Variação adverbial negativa em Angola: não, nu, nó e num (por Caetano Cambambe)
A partícula adverbial negativa "não", nalgumas partes de Angola, parece que se está tornar variável na fala.
Por que variável?
A Norma Oficial decreta que se deve falar e escrever "não", e isso, segundo o que temos constatado, tem-se dado mais crédito, segundo o falar de alguns, à ortografia em detrimento da fala.

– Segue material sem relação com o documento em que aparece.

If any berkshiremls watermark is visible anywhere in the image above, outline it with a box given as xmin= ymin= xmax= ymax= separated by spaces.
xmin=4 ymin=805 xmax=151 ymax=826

Ou seja, escreve-se NÃO, todavia, nalguns contextos e por alguns falantes, fala-se uma outra coisa que chega a ser diferente da escrita.

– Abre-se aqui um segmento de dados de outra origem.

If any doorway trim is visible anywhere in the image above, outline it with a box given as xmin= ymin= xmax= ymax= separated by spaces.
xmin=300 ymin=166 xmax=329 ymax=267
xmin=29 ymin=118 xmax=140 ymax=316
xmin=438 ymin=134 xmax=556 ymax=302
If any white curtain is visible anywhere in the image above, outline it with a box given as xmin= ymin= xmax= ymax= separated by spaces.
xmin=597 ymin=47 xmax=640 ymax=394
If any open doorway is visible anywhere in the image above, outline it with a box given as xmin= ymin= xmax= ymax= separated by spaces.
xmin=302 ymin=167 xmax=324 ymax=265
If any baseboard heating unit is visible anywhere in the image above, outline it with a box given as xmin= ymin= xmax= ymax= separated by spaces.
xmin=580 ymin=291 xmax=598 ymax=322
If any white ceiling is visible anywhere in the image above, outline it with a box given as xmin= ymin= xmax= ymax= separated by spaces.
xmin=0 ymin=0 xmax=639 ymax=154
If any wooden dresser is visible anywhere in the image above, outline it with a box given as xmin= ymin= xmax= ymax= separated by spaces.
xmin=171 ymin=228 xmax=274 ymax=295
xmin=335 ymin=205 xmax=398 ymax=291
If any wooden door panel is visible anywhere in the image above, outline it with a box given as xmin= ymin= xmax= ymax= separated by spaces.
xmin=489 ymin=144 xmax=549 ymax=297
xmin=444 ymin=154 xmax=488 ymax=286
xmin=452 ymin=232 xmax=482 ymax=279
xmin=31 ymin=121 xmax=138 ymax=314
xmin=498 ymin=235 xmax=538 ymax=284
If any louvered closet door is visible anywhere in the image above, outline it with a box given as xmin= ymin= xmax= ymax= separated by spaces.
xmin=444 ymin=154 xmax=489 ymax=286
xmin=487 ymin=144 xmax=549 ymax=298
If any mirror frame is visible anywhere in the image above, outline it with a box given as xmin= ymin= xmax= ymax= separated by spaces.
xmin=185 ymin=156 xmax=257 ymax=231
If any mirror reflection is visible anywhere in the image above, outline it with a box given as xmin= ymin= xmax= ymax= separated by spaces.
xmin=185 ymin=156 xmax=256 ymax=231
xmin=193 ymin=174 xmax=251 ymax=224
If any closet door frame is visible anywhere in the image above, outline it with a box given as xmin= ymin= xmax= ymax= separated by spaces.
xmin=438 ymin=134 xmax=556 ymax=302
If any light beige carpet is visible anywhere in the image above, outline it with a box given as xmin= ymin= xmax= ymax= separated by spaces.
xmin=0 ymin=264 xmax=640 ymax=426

Como não existe uma única norma para fala, pensamos ser normal que exista, no nosso país, diferentes formas de falar uma só palavra, embora a escrita seja a mesma, uma vez que, segundo Mia Couto (apud Cavacas e Gomes, 2005, pág. 102) ) e referindo-se ao português falado em Moçambique, ‘’o meu país [à semelhança de Angola ] é um território de muitas Nações. O idioma português é uma língua de uma dessas nações - um território cultural inventado por negros urbanizados [...]‘’.
Servindo-me das palavras dele, apraz-me dizer que a Língua Portuguesa falada em Angola reflecte cada cultura, cada educação e realidade etnolinguística dos utentes que a utilizam, demonstrando algumas interferências gramaticais dessas línguas bantu locais no português falado e escrito no nosso país, já que o português é, e isso é verdade, uma das demais línguas existentes e faladas em Angola, embora gozasse de prestígios por questões políticas.
Sendo-a, deve ser moldada e ensinada de acordo com a realidade social e etnolinguística dos falantes dessa terra chamada Angola, e não de acordo com indivíduos que não vivem num continente como África, Europeus, e num país como Angola, Portugal.
No Norte do país, aquele advérbio tem sido desnasalado, chegando a variar, na fala de alguns, em ‘’nu’’ e, às vezes, ‘’num‘’ - e com uma nova nasalisação.
Já no Sul do país, a realidade é outra, pois, e talvez uma grande influência do umbundismo, alguns falantes tendem a dizer ‘’nó’’, isto é fechando-o , ao contrário de "nu", que é aberto no Norte.
É muito comum, nalguns falantes do grupo etnolinguístico Ovimbundu, ouvirmos o seguinte:
- Nó sei;
- Nó quero.
Já nos do grupo Ambundu, o seguinte:
- Nu sei;
- Num quero.
Como referem Edite et al (2014, pág. 317):
‘’As questões da <correcta pronúncia colocam-se num plano diferente da correcta grafia>. O código da escrita difere do código da oralidade. Mais exigente o primeiro [o escrito], mais flexível o segundo [o oral] (...)‘’.
Já que existe uma diferença entre as regras da escrita e da fala, convém-nos dizer que, quanto à fala, devemos ser tolerantes, uma vez que não existe uma regra exacta para uma prosódia gramatical, tal como salientam aquelas autoras, até porque concorrem inúmeros factores de ordens biológicas, regionais e psicológicas nas nossas falas.
Portanto, podem existir inúmeras formas de falar/pronunciar, mas que, quanto à escrita, deve existir (unica e simplesmente) uma só forma, pelo simples facto de se querer preservar o código ortográfico oficial (válido mundialmente) e facilitar a transmissão de uma comunicação gráfica.